0018 — Lazy state synchronization is the wire's long-arc shape

0018 — Lazy state synchronization is the wire’s long-arc shape

TL;DR. phux’s wire is lazy state synchronization of libghostty Terminal state between server and consumer mirrors: TERMINAL_OUTPUT.bytes carries the minimum VT to move the consumer’s last-acked state to the canonical state, computed per-consumer per-tick. ADR-0013’s pass-through bytes is the degenerate case. The wire shape does not change; only the server’s emission strategy generalizes.

Status: Accepted Date: 2026-05-26

The 2026-05-26 addendum at the end of this ADR revises the implementation gate (the cache primitive is solved by RenderState; the synthesis primitive is smaller than originally estimated and not load-bearing on upstream libghostty).

Context

ADR-0013 settled the wire format as VT bytes parsed by libghostty_vt::Terminal on both ends. The decision named how terminal state crosses the wire (bytes; libghostty parses); it did not name what kind of bytes the server emits.

In tree today the server emits the PTY’s bytes after a canonical parse and per-client capability rewrite — effectively a pass-through. That works for the v0.1 deployment targets (local UDS, fast SSH stdio) because the round-trip is cheap, the transport is reliable, and the worst-case backlog of pending output per pane is bounded by what the shell produces between attaches.

It breaks down on the deployments docs/vision.md commits to longer-term:

  • Lossy or high-latency transports. A future QUIC datagram channel for resilient client attach, or a hub-to-satellite link with packet loss, makes “every byte must arrive in order” expensive. Mosh’s insight, two decades old now, is that state survives losses better than event sequences do.
  • Slow consumers. A wedged client today causes per-client queue growth on the server (SPEC §12); the server kicks the client at threshold. A consumer whose render loop runs at 5 Hz over a 60 Hz PTY stream shouldn’t force the server to choose between dropping it or buffering megabytes per pane.
  • Cross-host fanout. A hub federating multiple satellites (ADR-0007) cannot afford to forward every byte of every PTY to every observer. The cost grows with satellites × terminals × observers × bytes/sec. State sync grows with observers × bytes per tick.
  • yes flood semantics. Even today on a reliable transport, a shell command that emits 10 MB of output whose visible result is one prompt and one line of text ships 10 MB. The state at the end is small. Pass-through cannot benefit; state sync structurally can.

Mosh solved this class of problem for terminals in 2012 with its State Synchronization Protocol (SSP). The algorithm is well-understood. The ncurses screen-diff algorithm covers the subproblem (“emit minimum VT to transition between two screen states”) and predates Mosh by two decades. The engineering work is composing them with libghostty as the state model.

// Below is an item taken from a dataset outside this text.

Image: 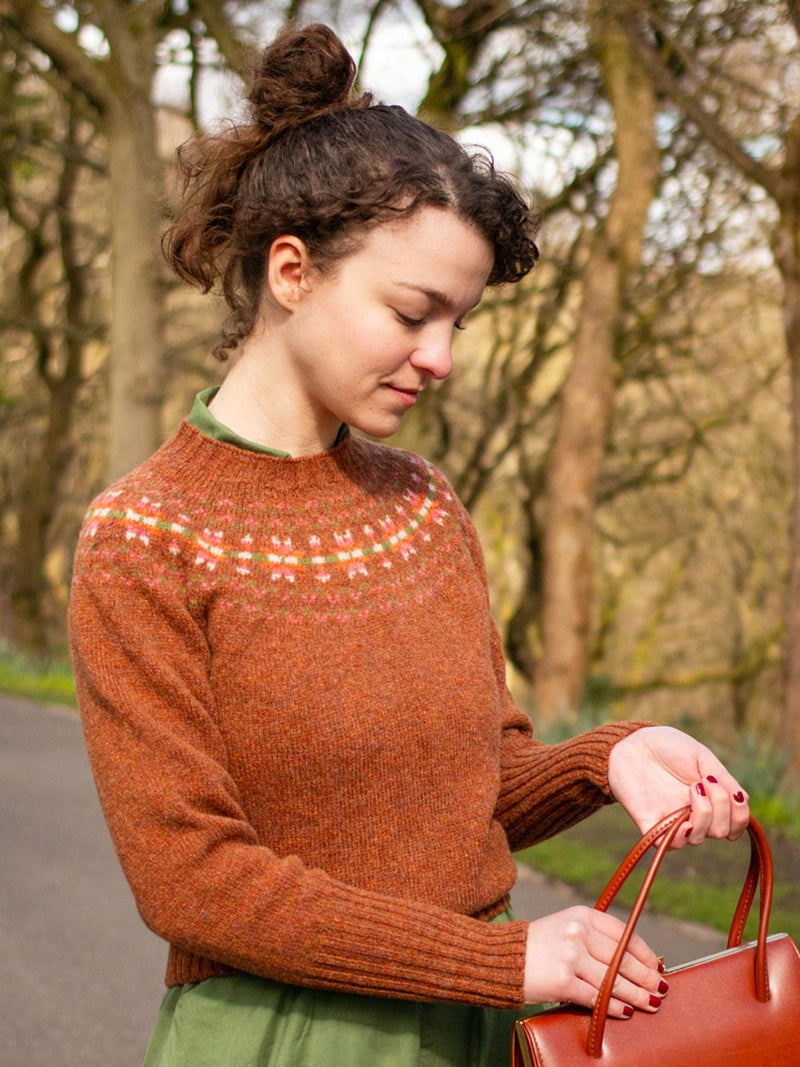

See research/archive/2026-05-26-state-sync-algorithm.md for the full algorithm derivation, the libghostty primitive request, and references.

Decision

phux’s wire is lazy state synchronization of libghostty Terminal state between the canonical server-side Terminal and the consumer- side mirror Terminal. TERMINAL_OUTPUT.bytes carries the minimum VT to transition the consumer’s last-acked state to the canonical’s current state, computed per-consumer per-tick. ADR-0013’s “pass-through PTY bytes” is the degenerate case of this scheme: the simplest valid transition for an ack-current consumer is exactly the PTY bytes the canonical Terminal just consumed.

The wire shape does not change. Same TERMINAL_OUTPUT { terminal_id, seq, bytes }. Same FRAME_ACK { terminal_id, seq }. Same TERMINAL_SNAPSHOT, which under state-sync is just the transition (empty → current). SPEC’s normative statement about TERMINAL_OUTPUT.bytes shifts from “VT bytes the canonical Terminal emitted” to “VT bytes that, applied to the consumer’s last-acked state via vt_write, produce the canonical’s current state.” A server is permitted to emit either pass-through bytes or synthesized diffs as long as the resulting state on the consumer matches.

The framework is Mosh’s. Server-side cached reference state per consumer; tick-based emission (RTT-adaptive); ack-driven cache eviction; loss-tolerance by re-diffing against an older reference when packets are lost; per-consumer pacing.

The diff encoding is curses/Mosh-class screen-diff-to-VT. Given two libghostty grid states, walk row-by-row; for each dirty row, position the cursor, track an SGR pen, emit minimal attribute updates and grapheme rewrites. Cursor and mode state are diffed flat. Scrollback is shipped on initial attach only, never diffed incrementally.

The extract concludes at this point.